The DAWG promotion in the June 6, 2013 Independent, and the hope expressed for a world where “every dog has a home” is kindly and compassionate in nature but seems almost cruel when we consider that there are hundreds of people living in Santa Barbara’s streets, many of whom are in their sixties, seventies, and even eighties.
So although DAWG’s aims are good ones, it is more urgent to resolve the horrendous cruelty of old and disabled people living in the street while there is, in some parts of Santa Barbara County, great opulence.
It would take approximately ten million dollars a year to house the homeless in Santa Barbara. A limit could be based on Santa Barbara’s percentage of the national population, by housing that percentage of the number of homeless in the nation. It would come to about one thousand people to be housed here. Then it would be up to other communities to do the same.

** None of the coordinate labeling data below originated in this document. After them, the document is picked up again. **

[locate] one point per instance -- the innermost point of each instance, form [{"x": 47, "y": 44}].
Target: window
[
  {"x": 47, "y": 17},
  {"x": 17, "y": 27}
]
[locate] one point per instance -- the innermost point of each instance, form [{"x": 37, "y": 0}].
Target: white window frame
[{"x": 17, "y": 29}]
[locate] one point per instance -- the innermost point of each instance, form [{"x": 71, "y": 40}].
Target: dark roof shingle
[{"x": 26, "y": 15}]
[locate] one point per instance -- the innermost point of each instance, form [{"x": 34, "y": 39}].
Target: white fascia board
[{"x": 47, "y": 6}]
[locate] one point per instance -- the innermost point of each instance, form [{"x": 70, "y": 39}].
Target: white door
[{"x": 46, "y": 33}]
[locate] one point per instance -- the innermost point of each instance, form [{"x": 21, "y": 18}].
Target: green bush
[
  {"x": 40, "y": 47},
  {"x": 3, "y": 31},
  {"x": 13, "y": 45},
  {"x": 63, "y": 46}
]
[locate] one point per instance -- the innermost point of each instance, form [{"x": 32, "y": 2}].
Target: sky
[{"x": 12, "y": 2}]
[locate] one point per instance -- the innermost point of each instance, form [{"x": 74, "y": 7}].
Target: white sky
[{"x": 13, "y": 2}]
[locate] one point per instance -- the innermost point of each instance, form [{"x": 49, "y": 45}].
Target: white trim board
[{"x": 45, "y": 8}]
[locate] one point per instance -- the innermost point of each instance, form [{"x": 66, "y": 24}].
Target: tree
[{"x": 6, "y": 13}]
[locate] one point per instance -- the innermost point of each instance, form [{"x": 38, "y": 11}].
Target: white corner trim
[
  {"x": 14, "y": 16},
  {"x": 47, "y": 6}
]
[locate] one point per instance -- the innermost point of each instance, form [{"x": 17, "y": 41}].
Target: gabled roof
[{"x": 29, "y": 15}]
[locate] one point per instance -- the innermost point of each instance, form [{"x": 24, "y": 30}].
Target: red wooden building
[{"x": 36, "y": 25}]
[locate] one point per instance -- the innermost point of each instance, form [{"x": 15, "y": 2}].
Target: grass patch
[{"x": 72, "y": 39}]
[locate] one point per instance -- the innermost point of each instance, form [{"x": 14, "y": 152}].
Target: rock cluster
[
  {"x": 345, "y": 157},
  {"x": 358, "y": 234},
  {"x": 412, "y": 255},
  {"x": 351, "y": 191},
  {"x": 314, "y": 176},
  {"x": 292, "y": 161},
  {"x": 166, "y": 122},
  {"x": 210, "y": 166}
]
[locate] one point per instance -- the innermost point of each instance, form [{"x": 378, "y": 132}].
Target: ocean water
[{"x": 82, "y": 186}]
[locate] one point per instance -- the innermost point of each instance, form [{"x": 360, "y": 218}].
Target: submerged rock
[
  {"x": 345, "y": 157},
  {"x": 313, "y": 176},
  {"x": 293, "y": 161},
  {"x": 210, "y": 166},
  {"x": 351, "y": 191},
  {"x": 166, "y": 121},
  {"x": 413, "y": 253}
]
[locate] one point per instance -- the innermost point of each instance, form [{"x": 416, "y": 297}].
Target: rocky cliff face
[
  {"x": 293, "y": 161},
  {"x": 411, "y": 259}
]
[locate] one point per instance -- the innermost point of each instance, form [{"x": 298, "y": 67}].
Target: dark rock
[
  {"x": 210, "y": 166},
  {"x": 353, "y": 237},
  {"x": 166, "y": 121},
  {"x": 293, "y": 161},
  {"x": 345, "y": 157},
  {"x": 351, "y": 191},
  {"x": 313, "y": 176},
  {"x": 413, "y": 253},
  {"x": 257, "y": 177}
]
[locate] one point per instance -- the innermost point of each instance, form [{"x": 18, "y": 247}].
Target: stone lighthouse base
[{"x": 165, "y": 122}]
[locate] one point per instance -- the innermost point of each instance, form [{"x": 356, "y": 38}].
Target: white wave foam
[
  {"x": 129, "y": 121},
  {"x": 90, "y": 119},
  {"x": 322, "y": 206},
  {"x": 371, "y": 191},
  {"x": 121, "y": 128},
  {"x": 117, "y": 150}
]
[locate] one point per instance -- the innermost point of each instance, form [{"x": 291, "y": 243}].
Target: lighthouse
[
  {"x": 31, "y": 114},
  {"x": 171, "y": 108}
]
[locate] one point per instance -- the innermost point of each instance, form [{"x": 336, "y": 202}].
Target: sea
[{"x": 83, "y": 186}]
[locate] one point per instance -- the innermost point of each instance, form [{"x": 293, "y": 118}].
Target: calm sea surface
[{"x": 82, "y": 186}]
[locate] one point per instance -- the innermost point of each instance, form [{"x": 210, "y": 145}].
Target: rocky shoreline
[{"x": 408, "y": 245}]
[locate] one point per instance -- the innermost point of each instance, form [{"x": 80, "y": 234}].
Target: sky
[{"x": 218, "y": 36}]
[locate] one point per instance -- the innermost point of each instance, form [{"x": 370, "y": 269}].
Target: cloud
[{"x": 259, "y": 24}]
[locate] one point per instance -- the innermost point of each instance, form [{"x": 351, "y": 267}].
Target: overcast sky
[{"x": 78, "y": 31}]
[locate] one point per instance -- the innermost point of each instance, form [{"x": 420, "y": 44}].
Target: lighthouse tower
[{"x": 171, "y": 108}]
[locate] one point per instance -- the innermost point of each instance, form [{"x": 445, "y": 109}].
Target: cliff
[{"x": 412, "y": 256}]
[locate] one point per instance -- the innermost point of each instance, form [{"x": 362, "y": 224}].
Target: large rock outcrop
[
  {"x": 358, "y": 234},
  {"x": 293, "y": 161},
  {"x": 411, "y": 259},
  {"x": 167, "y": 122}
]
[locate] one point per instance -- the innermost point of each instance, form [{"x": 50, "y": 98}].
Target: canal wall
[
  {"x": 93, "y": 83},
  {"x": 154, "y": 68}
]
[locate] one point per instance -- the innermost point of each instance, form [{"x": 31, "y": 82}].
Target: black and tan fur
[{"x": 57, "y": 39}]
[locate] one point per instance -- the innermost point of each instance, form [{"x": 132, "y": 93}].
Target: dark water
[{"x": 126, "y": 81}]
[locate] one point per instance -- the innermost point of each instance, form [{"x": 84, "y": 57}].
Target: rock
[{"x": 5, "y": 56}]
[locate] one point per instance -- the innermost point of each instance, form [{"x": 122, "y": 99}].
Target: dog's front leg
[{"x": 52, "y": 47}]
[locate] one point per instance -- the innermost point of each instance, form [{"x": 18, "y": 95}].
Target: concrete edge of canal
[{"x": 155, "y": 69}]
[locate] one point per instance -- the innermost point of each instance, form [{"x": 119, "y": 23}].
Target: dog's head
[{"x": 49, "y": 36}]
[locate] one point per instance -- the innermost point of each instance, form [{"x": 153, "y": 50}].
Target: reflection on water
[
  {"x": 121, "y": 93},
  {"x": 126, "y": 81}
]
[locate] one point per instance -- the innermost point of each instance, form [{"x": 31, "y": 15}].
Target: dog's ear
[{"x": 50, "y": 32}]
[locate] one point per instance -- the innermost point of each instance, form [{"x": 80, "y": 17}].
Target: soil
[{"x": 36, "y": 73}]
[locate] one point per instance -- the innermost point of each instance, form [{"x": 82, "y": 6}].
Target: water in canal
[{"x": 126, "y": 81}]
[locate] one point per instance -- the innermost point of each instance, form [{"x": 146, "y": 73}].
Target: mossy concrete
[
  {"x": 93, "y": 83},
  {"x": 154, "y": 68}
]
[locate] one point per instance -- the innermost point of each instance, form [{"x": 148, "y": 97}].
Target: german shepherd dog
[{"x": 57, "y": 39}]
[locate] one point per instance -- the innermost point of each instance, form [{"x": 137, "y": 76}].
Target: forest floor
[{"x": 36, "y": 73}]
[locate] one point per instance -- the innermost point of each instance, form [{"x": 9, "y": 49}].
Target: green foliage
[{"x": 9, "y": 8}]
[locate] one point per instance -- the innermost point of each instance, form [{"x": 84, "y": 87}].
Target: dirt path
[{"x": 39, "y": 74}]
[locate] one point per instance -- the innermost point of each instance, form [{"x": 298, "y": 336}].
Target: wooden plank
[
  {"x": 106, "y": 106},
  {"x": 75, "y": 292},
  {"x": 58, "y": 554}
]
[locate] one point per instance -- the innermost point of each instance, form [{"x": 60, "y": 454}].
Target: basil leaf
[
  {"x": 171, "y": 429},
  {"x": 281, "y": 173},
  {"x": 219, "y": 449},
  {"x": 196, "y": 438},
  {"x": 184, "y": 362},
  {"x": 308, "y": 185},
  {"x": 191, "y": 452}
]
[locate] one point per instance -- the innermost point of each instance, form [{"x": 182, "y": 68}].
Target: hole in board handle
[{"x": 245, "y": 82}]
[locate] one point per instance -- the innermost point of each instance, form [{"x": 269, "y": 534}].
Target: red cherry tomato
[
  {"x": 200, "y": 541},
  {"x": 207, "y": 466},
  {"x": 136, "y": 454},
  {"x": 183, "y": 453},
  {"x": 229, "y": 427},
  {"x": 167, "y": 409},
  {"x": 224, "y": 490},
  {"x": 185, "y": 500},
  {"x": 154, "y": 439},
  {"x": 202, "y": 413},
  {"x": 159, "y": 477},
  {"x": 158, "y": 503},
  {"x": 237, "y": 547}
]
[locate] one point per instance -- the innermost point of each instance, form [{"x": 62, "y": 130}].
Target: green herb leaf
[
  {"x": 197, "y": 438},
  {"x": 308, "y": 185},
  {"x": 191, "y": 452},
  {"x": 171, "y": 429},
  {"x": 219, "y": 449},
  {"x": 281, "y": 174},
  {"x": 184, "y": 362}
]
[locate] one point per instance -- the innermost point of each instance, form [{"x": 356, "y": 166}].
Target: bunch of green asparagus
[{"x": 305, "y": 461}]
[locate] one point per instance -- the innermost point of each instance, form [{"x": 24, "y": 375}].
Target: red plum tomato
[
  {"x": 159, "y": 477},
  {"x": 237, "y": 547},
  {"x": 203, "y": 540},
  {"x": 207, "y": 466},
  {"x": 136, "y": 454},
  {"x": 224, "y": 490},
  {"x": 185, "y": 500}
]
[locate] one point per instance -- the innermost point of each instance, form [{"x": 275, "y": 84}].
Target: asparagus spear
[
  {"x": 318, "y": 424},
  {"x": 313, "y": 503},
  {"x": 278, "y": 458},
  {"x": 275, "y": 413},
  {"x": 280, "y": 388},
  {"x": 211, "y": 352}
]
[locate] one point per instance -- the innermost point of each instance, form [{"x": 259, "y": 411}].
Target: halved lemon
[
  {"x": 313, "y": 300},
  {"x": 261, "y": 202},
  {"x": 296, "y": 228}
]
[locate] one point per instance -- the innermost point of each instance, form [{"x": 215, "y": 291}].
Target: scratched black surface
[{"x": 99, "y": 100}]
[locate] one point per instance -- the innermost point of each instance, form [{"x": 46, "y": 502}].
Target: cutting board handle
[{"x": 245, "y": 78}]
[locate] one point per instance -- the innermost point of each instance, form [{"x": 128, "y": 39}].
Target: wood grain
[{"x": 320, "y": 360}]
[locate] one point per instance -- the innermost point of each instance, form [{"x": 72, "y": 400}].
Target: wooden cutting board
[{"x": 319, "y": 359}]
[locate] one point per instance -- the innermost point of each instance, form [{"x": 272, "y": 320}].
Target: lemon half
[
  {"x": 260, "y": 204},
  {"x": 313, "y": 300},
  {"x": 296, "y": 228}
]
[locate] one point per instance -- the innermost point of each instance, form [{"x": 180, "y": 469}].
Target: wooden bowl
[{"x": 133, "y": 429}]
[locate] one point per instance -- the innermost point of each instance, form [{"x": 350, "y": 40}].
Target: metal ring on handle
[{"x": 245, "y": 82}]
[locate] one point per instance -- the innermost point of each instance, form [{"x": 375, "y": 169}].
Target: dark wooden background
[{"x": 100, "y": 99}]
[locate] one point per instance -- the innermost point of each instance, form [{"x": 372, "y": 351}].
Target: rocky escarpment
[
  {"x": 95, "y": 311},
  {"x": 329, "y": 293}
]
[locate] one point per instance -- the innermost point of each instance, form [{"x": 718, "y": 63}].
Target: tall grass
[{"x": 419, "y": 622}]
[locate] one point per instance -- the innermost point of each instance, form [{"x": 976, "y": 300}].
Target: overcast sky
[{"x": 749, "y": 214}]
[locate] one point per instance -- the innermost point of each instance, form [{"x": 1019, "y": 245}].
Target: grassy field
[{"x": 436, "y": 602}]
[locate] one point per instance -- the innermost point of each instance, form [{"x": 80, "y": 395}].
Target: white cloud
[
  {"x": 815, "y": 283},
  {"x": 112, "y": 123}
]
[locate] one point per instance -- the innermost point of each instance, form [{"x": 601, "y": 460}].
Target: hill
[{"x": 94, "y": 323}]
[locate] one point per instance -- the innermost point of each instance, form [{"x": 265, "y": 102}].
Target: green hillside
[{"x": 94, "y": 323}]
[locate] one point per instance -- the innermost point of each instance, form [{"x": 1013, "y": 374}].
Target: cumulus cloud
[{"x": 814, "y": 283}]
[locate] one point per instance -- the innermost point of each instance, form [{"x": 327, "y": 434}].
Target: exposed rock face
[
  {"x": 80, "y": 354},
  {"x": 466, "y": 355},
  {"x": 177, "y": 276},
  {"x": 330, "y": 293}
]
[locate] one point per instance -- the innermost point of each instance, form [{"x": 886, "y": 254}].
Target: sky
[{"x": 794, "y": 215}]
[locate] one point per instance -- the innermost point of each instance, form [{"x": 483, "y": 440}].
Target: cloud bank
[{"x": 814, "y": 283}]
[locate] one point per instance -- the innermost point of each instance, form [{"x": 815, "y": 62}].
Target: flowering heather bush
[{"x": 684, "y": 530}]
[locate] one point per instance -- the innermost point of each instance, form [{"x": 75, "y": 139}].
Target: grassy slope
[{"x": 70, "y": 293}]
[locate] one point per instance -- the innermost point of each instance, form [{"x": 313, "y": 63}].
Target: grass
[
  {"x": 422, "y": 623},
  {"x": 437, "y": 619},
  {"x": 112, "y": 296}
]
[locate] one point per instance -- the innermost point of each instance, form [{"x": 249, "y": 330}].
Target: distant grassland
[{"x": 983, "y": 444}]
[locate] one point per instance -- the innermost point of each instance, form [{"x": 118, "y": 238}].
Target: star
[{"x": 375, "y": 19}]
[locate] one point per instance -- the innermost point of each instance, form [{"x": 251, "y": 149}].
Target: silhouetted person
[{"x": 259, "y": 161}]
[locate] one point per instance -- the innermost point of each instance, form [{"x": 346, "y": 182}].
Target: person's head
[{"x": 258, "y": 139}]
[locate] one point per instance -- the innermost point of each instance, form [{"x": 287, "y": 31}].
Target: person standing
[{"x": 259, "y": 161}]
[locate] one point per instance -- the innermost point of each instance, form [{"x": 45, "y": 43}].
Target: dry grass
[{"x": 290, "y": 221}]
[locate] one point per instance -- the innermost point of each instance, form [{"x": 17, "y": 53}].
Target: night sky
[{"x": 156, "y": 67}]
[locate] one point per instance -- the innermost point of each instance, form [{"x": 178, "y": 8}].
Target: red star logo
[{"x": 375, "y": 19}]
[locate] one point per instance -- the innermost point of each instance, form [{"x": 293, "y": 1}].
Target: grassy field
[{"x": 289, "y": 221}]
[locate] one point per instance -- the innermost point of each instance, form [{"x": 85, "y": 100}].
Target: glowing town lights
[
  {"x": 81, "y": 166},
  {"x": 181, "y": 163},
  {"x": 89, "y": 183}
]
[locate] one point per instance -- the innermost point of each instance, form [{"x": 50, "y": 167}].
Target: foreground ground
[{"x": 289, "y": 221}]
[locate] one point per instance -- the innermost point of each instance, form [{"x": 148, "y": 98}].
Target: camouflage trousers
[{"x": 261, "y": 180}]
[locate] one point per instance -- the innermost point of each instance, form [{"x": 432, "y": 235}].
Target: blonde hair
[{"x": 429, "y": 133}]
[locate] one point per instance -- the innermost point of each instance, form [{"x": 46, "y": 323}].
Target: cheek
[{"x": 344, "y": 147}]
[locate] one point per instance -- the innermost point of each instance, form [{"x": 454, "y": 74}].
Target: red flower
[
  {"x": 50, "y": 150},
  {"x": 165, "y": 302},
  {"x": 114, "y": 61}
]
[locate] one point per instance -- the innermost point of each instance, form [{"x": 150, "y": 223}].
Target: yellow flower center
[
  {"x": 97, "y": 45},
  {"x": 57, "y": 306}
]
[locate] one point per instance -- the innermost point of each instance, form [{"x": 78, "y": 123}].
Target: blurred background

Where would the money come from? Ideally, the money would come from those in our society who have had much great financial good fortune, on a voluntary basis. For example if ten million is the amount needed annually in Santa Barbara to house our corresponding percentage of the homeless, then a voluntary annual donation of ten thousand would be needed from one thousand wealthy people in Santa Barbara County. Of course, people who can afford to can offer more, and others something less.
Is this a wild dream? Perhaps. But then, so is but then so is “a perfect world where every dog has a home.”